Der Schweizer Provider-Pionier Green.ch hat Grund zum Feiern. Im April vor 20 Jahren entstand das Unternehmen. Es entsprang einem Umfeld, von dem man sonst eher landwirtschaftliche Innovationen erwarten würde: dem Schweizer Bauernverband. Dessen Informatikabteilung begann 1995 als einer der ersten Internetprovider in der Schweiz, Internetabos für Privatkunden anzubieten.

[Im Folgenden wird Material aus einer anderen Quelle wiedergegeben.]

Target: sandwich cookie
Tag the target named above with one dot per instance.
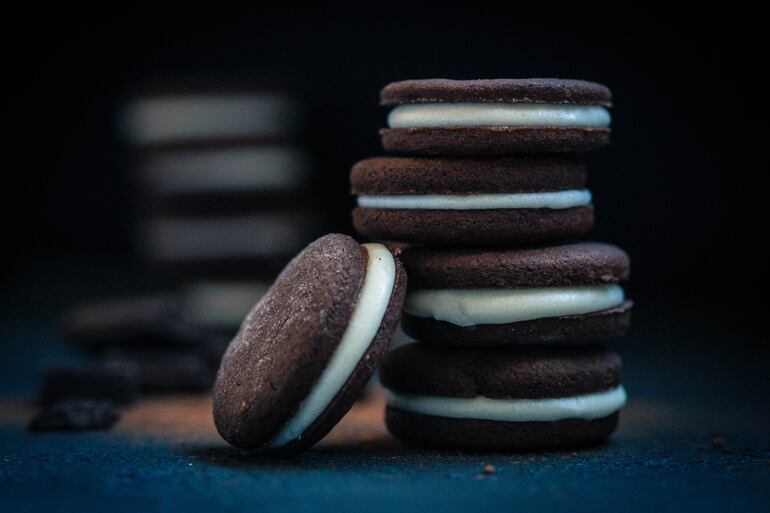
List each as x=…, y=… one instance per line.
x=566, y=294
x=495, y=117
x=306, y=350
x=526, y=198
x=503, y=399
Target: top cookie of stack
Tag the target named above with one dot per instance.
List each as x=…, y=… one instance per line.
x=483, y=162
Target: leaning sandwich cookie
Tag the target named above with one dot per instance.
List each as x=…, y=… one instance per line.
x=521, y=199
x=495, y=117
x=306, y=350
x=564, y=294
x=523, y=398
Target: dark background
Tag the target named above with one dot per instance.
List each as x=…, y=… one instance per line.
x=677, y=188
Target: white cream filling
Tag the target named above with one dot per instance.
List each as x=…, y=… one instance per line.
x=552, y=200
x=425, y=115
x=367, y=316
x=586, y=407
x=234, y=169
x=208, y=116
x=242, y=236
x=470, y=307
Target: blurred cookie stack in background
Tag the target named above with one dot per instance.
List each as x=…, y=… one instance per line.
x=222, y=187
x=484, y=195
x=224, y=180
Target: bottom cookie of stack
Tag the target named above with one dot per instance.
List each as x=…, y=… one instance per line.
x=507, y=399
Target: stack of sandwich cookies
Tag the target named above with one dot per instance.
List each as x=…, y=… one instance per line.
x=488, y=188
x=224, y=182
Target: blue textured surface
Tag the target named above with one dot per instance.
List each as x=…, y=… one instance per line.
x=687, y=386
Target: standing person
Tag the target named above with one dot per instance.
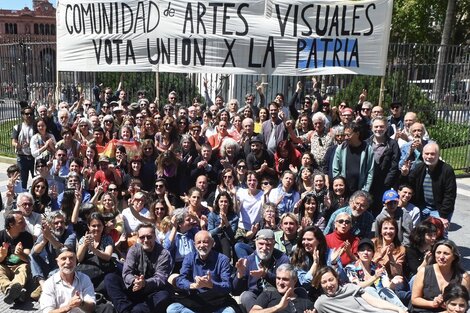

Damals hiess der Anbieter noch agri.ch. Aufgrund seines für damalige Verhältnisse dichten Netzes an Einwahlknotenpunkten konnte die Firma sehr günstige Surf-Angebote machen. Mitgründer und einstiger Besitzer der Firma Guido Honegger sagt über die damalig Zeit: "Wir haben früher einfach viel gemacht und weniger Konzepte geschrieben. Es war eine spannende Zeit!"
Aber auch in der weniger urzeitlichen Internetzeit macht Green.ch noch immer durch seine Taten von sich reden. 2008 stieg das Unternehmen in das Rechenzentrumsgeschäft ein und eröffnete 2011 sein viertes und gleichzeitig erstes für rein kommerzielle Zwecke gebaute Rechenzentrum, wie Green.ch in einer Mitteilung schreibt. Für dieses erhielt Green.ch einen ICT Award und einen Watt d’Or.